Les militaires occidentaux, cependant, avaient été poussés à l’action par le sort du T-72 en Irak.

« (Les militaires occidentaux) ont tous appris de la guerre du Golfe et du fait de voir des chars tués pendant cette période, qu’il faut compartimenter les munitions », a déclaré Drummond.

Il a souligné les véhicules de combat d’infanterie Stryker de l’armée américaine développés après la première guerre en Irak.

« Cela a une tourelle qui repose sur le dessus, et cette tourelle n’entre pas dans le compartiment de l’équipage. Elle repose purement sur le dessus et toutes les munitions sont à l’intérieur de cette tourelle », a-t-il déclaré. « Donc, si la tourelle est touchée et explosée, l’équipage est toujours en sécurité en dessous. C’est une conception très intelligente. »

D’autres chars occidentaux, tels que le M1 Abrams utilisé par les États-Unis et certaines armées alliées, sont plus grands et n’ont pas de carrousel. Dans l’Abrams, un quatrième membre d’équipage dans le char récupère les obus d’un compartiment scellé et les transfère au canon pour le tir.

Des militaires ukrainiens regardent un char russe détruit sur une route du village de Rusaniv, dans la région de Kiev, le 16 avril.

Le compartiment a une porte que le membre d’équipage ouvre et referme entre chaque tir du char, ce qui signifie que si le char est touché, un seul obus est susceptible d’être exposé dans la tourelle.

« Un coup précis peut endommager le char, mais pas nécessairement tuer l’équipage », a déclaré Bendett.

Et Drummond a dit que les obus utilisés par les militaires occidentaux parfois brûlent sous la chaleur élevée générée par un missile entrant, mais ils n’explosent pas.

Difficile à remplacer

Il n’y a pas de moyen facile de savoir combien de chars russes ont été détruits en Ukraine. L’intelligence open source site de surveillance Oryx a déclaré le 28 avril qu’au moins 300 chars russes avaient été détruits, et que 279 autres avaient été endommagés, abandonnés ou capturés.
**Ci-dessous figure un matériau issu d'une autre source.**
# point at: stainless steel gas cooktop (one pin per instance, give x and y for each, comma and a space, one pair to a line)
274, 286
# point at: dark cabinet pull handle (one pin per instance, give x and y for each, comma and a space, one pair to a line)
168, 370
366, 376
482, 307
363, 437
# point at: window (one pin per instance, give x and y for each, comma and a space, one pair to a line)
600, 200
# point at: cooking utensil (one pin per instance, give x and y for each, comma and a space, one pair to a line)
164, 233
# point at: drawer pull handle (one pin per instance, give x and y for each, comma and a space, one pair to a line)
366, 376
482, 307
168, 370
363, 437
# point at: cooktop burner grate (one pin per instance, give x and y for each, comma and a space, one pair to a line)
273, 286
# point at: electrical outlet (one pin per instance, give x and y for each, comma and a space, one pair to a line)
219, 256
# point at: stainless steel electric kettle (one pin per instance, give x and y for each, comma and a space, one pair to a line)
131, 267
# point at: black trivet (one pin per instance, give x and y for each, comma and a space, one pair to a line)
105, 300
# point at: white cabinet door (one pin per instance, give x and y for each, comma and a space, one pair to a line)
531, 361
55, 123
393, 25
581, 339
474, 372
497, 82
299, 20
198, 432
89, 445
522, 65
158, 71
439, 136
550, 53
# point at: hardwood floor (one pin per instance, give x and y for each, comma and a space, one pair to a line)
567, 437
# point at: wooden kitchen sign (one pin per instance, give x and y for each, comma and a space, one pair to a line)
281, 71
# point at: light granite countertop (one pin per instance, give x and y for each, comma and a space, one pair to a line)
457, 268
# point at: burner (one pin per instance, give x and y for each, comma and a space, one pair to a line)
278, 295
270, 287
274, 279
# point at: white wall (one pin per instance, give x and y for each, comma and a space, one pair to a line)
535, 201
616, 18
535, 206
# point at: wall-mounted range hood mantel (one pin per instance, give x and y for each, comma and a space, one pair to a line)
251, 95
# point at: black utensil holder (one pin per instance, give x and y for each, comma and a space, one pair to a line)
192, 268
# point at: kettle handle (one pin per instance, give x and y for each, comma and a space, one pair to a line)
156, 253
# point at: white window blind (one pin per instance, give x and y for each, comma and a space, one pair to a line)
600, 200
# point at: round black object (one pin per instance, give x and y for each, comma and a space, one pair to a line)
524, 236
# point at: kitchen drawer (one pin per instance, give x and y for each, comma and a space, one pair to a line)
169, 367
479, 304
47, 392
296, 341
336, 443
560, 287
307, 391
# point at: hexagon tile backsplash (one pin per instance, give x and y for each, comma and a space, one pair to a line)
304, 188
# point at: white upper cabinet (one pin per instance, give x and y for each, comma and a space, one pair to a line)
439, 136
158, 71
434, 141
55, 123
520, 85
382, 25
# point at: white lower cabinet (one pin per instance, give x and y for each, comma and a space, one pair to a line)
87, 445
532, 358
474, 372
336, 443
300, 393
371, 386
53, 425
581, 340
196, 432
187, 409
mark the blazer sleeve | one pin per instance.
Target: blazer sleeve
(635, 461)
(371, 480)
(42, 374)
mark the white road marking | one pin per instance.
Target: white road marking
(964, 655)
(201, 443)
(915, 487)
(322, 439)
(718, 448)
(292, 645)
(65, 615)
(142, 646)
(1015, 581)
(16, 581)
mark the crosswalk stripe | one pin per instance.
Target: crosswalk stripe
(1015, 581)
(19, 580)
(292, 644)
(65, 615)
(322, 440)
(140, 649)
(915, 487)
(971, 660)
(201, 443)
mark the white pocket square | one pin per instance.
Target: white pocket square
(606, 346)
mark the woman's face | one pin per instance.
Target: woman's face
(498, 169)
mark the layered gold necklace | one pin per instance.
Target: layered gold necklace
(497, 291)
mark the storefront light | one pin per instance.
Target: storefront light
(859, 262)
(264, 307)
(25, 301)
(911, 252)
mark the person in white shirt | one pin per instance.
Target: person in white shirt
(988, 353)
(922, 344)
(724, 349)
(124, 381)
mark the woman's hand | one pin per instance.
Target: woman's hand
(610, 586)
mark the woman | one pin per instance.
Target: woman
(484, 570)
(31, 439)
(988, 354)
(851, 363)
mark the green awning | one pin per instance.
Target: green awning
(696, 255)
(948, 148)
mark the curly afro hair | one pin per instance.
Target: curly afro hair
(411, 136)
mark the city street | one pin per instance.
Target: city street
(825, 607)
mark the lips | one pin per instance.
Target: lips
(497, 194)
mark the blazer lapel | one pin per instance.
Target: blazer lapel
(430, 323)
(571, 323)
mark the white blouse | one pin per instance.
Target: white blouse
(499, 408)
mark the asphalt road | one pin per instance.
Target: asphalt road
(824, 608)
Cependant, le site ne compte que les cas où il a des preuves visuelles, donc les pertes russes pourraient être beaucoup plus élevées.

Un char russe est détruit, sa tourelle arrachée, après une bataille près de Kharkiv, en Ukraine.

Et ces pertes ne concernent pas seulement l’équipement. Lorsque Wallace, le secrétaire britannique à la Défense, a donné son estimation de 580 chars perdus à la Chambre des communes, il a également déclaré que plus de 15 000 militaires russes avaient été tués lors de son invasion.

Il est difficile de savoir combien d’entre eux sont des équipages de chars, mais ce qui ne fait aucun doute, c’est que les équipages ne sont pas faciles à remplacer.

La formation d’un équipage de char peut prendre plusieurs mois au minimum et même 12 mois peuvent être considérés comme rapides, a déclaré Aleksi Roinila, un ancien membre d’équipage de char des Forces de défense finlandaises.

Et pour la Russie, remplacer des centaines d’équipages à ce stade de la guerre serait une tâche difficile, surtout lorsque les chars qu’ils sont censés utiliser sont si défectueux.